Fits one of two possible Bayesian Instrumental Regression for Disparity
Estimation (BIRDiE) models to BISG probabilities and covariates. The simplest
Multinomial-Dirichlet model (dir
) is appropriate when there are no covariates or when
all covariates are discrete and fully interacted with another. The more
general Multinomial mixed-effects model (mmm
) is a supports any number of
fixed effects and up to one random intercept.
Usage
birdie(
r_probs,
formula,
data = NULL,
model = c("auto", "dir", "mmm"),
prior = NULL,
prefix = "pr_",
se_boot = 0,
ctrl = birdie.ctrl()
)
Arguments
- r_probs
A data frame or matrix of BISG probabilities, with one row per individual. The output of
bisg()
can be used directly here.- formula
A two-sided formula object describing the model structure. The left-hand side is the outcome variable, which must be discrete. A single random intercept term, denoted with a vertical bar (
"(1 | <term>)"
), is supported on the right-hand side.- data
An optional data frame containing the variables named in
formula
.- model
A string specifying the type of model to fit: either
"dir"
for the Multinomial-Dirichlet model or"mmm"
for the Multinomial mixed-effects model. The default,"auto"
, will select the most computationally efficient model available:"dir"
ifformula
has no covariates or a fully-interacted structure, and"mmm"

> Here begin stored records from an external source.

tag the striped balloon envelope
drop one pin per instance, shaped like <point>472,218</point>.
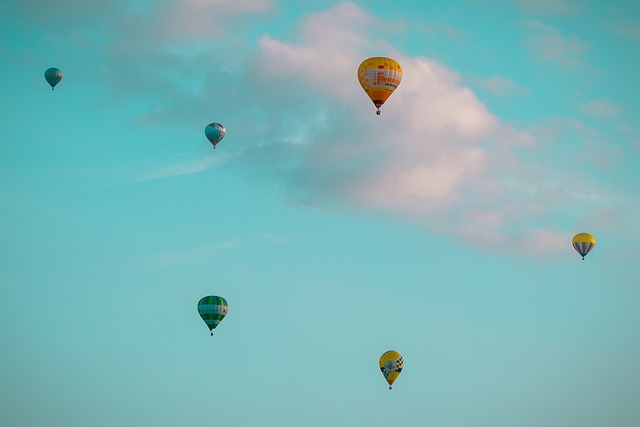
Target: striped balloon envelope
<point>391,364</point>
<point>379,77</point>
<point>583,243</point>
<point>212,309</point>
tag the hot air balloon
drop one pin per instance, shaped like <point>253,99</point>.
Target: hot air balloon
<point>53,76</point>
<point>379,77</point>
<point>391,364</point>
<point>583,243</point>
<point>215,132</point>
<point>212,309</point>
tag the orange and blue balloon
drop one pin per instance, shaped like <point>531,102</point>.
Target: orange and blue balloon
<point>583,243</point>
<point>379,77</point>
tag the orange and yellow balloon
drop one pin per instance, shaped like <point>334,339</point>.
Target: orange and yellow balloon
<point>391,364</point>
<point>583,243</point>
<point>379,77</point>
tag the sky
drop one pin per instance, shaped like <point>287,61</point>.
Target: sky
<point>440,229</point>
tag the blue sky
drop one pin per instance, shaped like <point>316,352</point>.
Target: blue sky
<point>440,229</point>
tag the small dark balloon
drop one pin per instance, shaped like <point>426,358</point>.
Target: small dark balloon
<point>53,76</point>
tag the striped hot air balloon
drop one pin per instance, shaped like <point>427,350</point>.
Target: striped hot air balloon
<point>583,243</point>
<point>212,309</point>
<point>391,364</point>
<point>379,77</point>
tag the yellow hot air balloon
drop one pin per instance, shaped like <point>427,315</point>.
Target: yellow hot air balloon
<point>583,243</point>
<point>379,77</point>
<point>391,364</point>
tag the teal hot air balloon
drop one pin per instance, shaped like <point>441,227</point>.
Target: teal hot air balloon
<point>214,133</point>
<point>212,309</point>
<point>53,76</point>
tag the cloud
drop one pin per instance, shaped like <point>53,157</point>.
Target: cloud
<point>550,7</point>
<point>549,44</point>
<point>500,86</point>
<point>626,29</point>
<point>600,109</point>
<point>436,155</point>
<point>297,119</point>
<point>182,168</point>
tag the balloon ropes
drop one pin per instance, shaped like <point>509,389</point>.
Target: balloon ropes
<point>583,243</point>
<point>391,364</point>
<point>53,76</point>
<point>379,77</point>
<point>214,133</point>
<point>212,309</point>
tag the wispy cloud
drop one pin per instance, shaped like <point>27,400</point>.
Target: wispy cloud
<point>436,155</point>
<point>182,168</point>
<point>499,86</point>
<point>550,7</point>
<point>600,108</point>
<point>207,251</point>
<point>625,28</point>
<point>548,43</point>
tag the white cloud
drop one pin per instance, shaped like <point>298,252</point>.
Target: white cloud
<point>548,43</point>
<point>550,7</point>
<point>500,86</point>
<point>625,28</point>
<point>600,108</point>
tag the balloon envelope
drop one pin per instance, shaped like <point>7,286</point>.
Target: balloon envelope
<point>391,364</point>
<point>53,76</point>
<point>583,243</point>
<point>212,309</point>
<point>215,132</point>
<point>379,77</point>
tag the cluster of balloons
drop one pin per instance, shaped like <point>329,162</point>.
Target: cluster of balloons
<point>379,77</point>
<point>212,309</point>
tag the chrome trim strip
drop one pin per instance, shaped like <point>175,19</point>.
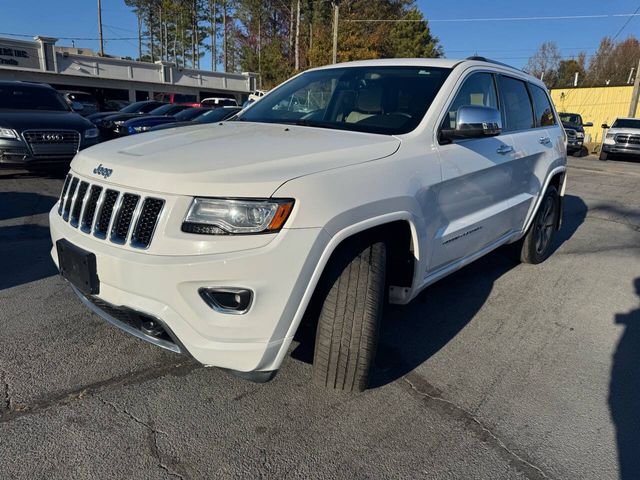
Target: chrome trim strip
<point>134,219</point>
<point>91,228</point>
<point>127,328</point>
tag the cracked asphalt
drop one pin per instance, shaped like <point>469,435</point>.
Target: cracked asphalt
<point>500,371</point>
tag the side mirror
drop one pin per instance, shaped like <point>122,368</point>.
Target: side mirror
<point>474,121</point>
<point>77,106</point>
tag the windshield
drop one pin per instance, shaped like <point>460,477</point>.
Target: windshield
<point>217,115</point>
<point>81,97</point>
<point>626,123</point>
<point>22,97</point>
<point>388,100</point>
<point>141,107</point>
<point>165,109</point>
<point>190,114</point>
<point>571,118</point>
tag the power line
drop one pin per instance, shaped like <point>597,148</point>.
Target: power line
<point>24,35</point>
<point>626,23</point>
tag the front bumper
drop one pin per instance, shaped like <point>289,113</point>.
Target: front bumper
<point>16,154</point>
<point>166,287</point>
<point>626,149</point>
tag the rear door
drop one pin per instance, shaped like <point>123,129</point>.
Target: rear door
<point>536,145</point>
<point>477,197</point>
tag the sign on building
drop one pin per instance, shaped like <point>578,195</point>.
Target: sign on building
<point>14,53</point>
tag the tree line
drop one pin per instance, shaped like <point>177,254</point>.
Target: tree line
<point>276,38</point>
<point>611,64</point>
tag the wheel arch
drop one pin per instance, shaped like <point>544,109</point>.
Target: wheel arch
<point>557,178</point>
<point>373,227</point>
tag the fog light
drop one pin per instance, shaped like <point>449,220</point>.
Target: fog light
<point>227,300</point>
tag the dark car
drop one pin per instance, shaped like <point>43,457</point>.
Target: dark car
<point>210,116</point>
<point>146,122</point>
<point>37,127</point>
<point>115,105</point>
<point>573,125</point>
<point>80,102</point>
<point>136,108</point>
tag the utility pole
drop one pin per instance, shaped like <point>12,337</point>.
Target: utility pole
<point>636,93</point>
<point>214,33</point>
<point>336,15</point>
<point>100,28</point>
<point>297,54</point>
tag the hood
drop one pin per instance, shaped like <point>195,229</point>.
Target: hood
<point>37,119</point>
<point>120,116</point>
<point>234,159</point>
<point>624,131</point>
<point>149,119</point>
<point>573,126</point>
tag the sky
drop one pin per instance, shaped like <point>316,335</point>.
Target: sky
<point>455,22</point>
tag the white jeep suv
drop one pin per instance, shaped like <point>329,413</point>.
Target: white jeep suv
<point>345,186</point>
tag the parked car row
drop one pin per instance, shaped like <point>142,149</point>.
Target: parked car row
<point>44,127</point>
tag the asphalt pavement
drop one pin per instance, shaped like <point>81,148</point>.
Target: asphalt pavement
<point>499,371</point>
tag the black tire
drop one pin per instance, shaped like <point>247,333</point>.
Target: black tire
<point>347,332</point>
<point>536,246</point>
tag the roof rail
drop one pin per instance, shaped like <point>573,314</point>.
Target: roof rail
<point>488,60</point>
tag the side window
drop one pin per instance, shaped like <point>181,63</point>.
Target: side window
<point>517,112</point>
<point>542,105</point>
<point>477,89</point>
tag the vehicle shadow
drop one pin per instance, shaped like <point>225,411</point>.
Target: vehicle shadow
<point>411,334</point>
<point>24,204</point>
<point>24,255</point>
<point>624,392</point>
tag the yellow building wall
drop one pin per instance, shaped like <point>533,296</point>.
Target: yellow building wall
<point>596,104</point>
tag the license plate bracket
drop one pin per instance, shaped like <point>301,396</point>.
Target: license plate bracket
<point>78,266</point>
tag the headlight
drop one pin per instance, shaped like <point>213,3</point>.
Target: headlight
<point>139,129</point>
<point>8,133</point>
<point>91,133</point>
<point>218,216</point>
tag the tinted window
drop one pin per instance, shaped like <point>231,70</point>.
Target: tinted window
<point>21,97</point>
<point>571,118</point>
<point>182,98</point>
<point>626,123</point>
<point>190,114</point>
<point>217,115</point>
<point>388,100</point>
<point>517,113</point>
<point>542,106</point>
<point>478,89</point>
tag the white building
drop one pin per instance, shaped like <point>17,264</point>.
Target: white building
<point>112,78</point>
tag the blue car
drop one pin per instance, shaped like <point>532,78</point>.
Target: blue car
<point>209,116</point>
<point>165,114</point>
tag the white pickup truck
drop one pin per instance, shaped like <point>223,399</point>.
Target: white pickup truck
<point>350,184</point>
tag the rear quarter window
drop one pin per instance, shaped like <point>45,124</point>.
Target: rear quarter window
<point>517,110</point>
<point>542,106</point>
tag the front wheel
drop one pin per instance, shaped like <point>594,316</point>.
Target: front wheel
<point>536,246</point>
<point>347,333</point>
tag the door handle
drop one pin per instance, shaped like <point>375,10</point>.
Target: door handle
<point>504,149</point>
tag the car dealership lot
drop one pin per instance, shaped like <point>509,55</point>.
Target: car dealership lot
<point>499,371</point>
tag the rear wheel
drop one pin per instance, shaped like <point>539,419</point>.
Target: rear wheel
<point>347,332</point>
<point>535,247</point>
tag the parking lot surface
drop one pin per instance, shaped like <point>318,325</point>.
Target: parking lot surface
<point>499,371</point>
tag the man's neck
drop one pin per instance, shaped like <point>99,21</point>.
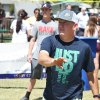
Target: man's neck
<point>67,38</point>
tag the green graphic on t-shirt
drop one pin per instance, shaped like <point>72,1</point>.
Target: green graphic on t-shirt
<point>71,57</point>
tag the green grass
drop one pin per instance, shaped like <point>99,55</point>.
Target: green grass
<point>14,89</point>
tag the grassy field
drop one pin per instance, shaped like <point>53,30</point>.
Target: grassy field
<point>14,89</point>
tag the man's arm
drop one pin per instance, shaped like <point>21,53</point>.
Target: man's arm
<point>47,61</point>
<point>93,81</point>
<point>31,45</point>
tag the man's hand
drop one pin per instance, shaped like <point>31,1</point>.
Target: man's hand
<point>59,62</point>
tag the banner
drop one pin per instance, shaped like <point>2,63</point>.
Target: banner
<point>13,60</point>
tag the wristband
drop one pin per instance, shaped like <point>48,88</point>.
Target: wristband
<point>96,96</point>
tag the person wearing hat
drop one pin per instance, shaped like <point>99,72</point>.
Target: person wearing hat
<point>64,56</point>
<point>42,29</point>
<point>82,21</point>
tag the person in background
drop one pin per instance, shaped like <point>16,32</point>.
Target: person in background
<point>92,30</point>
<point>32,20</point>
<point>64,56</point>
<point>42,29</point>
<point>69,7</point>
<point>82,21</point>
<point>36,17</point>
<point>20,29</point>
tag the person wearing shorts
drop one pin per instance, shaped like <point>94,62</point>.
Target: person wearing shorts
<point>42,29</point>
<point>64,56</point>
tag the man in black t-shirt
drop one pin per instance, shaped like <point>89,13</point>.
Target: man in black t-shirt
<point>65,56</point>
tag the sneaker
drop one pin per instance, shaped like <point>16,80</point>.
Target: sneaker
<point>24,98</point>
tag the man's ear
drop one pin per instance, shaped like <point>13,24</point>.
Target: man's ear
<point>75,26</point>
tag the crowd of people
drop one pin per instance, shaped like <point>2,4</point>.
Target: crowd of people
<point>59,51</point>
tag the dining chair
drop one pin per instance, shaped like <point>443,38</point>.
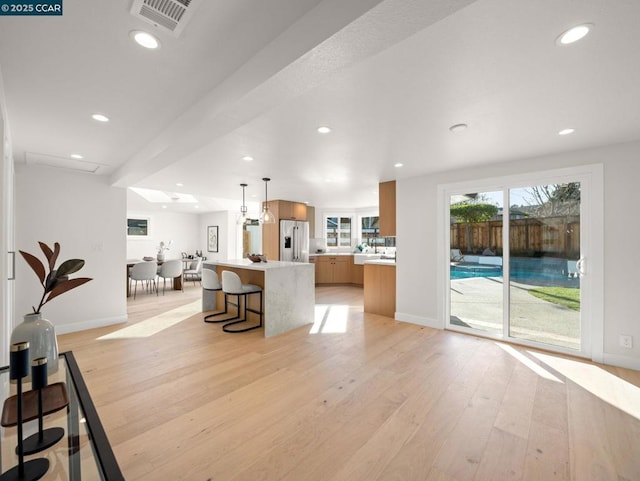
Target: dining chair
<point>144,271</point>
<point>170,270</point>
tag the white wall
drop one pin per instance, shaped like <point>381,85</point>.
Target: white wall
<point>418,230</point>
<point>6,230</point>
<point>86,216</point>
<point>182,229</point>
<point>229,235</point>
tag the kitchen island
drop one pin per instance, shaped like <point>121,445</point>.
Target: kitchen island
<point>288,291</point>
<point>380,287</point>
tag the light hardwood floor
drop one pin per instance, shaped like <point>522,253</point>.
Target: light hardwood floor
<point>357,397</point>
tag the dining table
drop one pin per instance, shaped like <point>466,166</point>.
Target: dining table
<point>177,281</point>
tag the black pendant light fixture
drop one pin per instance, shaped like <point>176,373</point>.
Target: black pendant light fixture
<point>242,218</point>
<point>266,217</point>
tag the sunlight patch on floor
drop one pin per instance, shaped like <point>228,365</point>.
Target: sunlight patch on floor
<point>155,324</point>
<point>608,387</point>
<point>330,318</point>
<point>539,370</point>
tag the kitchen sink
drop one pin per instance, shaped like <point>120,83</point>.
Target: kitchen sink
<point>360,259</point>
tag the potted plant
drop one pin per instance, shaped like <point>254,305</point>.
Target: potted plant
<point>39,332</point>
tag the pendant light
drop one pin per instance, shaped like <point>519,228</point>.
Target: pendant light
<point>242,218</point>
<point>266,217</point>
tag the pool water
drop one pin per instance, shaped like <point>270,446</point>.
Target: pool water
<point>468,271</point>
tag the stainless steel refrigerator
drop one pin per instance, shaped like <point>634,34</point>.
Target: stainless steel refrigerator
<point>294,241</point>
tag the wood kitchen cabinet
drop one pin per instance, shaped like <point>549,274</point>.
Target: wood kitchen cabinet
<point>380,289</point>
<point>292,210</point>
<point>357,274</point>
<point>333,269</point>
<point>387,208</point>
<point>281,210</point>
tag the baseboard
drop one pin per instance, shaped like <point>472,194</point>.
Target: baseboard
<point>421,321</point>
<point>92,324</point>
<point>622,361</point>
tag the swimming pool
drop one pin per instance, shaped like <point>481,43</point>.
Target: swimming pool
<point>534,273</point>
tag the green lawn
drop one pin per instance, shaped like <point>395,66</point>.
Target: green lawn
<point>565,296</point>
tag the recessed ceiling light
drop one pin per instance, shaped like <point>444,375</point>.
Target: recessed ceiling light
<point>574,34</point>
<point>458,127</point>
<point>144,39</point>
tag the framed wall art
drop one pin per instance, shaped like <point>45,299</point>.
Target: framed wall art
<point>212,238</point>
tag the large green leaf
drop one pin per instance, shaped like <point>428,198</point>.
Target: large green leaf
<point>35,264</point>
<point>69,267</point>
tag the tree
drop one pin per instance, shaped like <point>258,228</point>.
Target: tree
<point>471,212</point>
<point>555,199</point>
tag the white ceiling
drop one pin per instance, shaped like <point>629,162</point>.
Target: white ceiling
<point>249,77</point>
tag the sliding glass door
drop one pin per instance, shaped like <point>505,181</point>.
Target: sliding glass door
<point>544,260</point>
<point>516,268</point>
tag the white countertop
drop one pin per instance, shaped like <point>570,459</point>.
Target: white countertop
<point>255,266</point>
<point>333,254</point>
<point>382,262</point>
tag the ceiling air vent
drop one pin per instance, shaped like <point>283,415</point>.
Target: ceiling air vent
<point>168,15</point>
<point>34,158</point>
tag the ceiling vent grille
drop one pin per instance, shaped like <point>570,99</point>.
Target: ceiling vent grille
<point>34,158</point>
<point>168,15</point>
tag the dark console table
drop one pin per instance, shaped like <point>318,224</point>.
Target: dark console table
<point>84,453</point>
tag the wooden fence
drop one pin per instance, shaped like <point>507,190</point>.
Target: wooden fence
<point>552,236</point>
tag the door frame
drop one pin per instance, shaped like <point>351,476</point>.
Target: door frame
<point>592,250</point>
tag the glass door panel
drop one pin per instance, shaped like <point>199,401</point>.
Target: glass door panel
<point>475,271</point>
<point>544,250</point>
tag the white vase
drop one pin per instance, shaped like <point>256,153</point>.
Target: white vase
<point>41,336</point>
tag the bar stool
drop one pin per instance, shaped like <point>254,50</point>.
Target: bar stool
<point>233,286</point>
<point>211,282</point>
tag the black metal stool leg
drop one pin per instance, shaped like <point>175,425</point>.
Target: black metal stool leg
<point>225,327</point>
<point>210,318</point>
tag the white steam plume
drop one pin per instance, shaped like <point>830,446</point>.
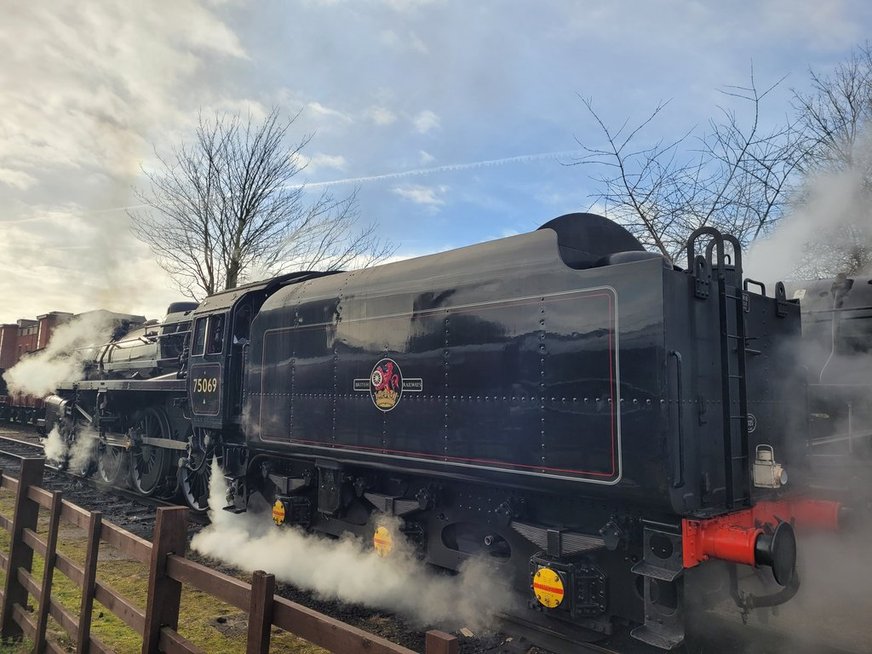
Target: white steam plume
<point>832,221</point>
<point>55,446</point>
<point>63,357</point>
<point>77,454</point>
<point>349,570</point>
<point>82,450</point>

otherwise. More details on the model specifications can be found in the "Details" section below.- prior
A list with entries specifying the model prior. When
model="dir"
the only entry isalpha
, which should be a matrix of Dirichlet hyperparameters. The matrix should have one row for every level of the outcome variable and one column for every racial group. The default prior is a matrix with all entries set to \(1+\epsilon\). Whenmodel="mmm"
, theprior
list should contain two scalar entries:scale_beta
, the standard deviation on the Normal prior for the fixed effects, andscale_sigma
, the prior mean of the standard deviation of the random intercepts.- prefix
If
r_probs
is a data frame, the columns containing racial probabilities will be selected as those with names starting withprefix
. The default will work with the output ofbisg()
.- se_boot
The number of bootstrap replicates to use to compute approximate standard errors for the main model estimates. Only available when
model="dir"
. When there are fewer than 1,000 individuals or 100 or fewer replicates, a Bayesian bootstrap is used instead (i.e., weights are drawn from a \(\text{Dirichlet}(1, 1, ..., 1)\) distribution, which produces more reliable estimates.- ctrl
A list containing control parameters for the EM algorithm and optimization routines. A list in the proper format can be made using
birdie.ctrl()
.
Value
An object of class birdie
, for which many
methods are available. The model estimates may be accessed with
coef.birdie()
, and updated BISG probabilities (conditioning on the
outcome) may be accessed with fitted.birdie()
.
Details
birdie()
uses an expectation-maximization (EM) routine to find the maximum
a posteriori (MAP) estimate for the specified model. Asymptotic
variance-covariance matrices for the MAP estimate are available for the
Multinomial-Dirichlet model via bootstrapping (se_boot
).
The Multinomial-Dirichlet model is specified as follows: $$
Y_i \mid R_i, X_i, \Theta \sim \text{Categorical}(\theta_{R_iX_i}) \\
\theta_{rx} \sim \text{Dirichlet}(\alpha_r),
$$ where \(Y\) is the outcome variable, \(R\) is race, \(X\) are
covariates (fixed effects), and \(\theta_{rx}\) and \(\alpha_r\) are
vectors with length matching the number of levels of the outcome variable.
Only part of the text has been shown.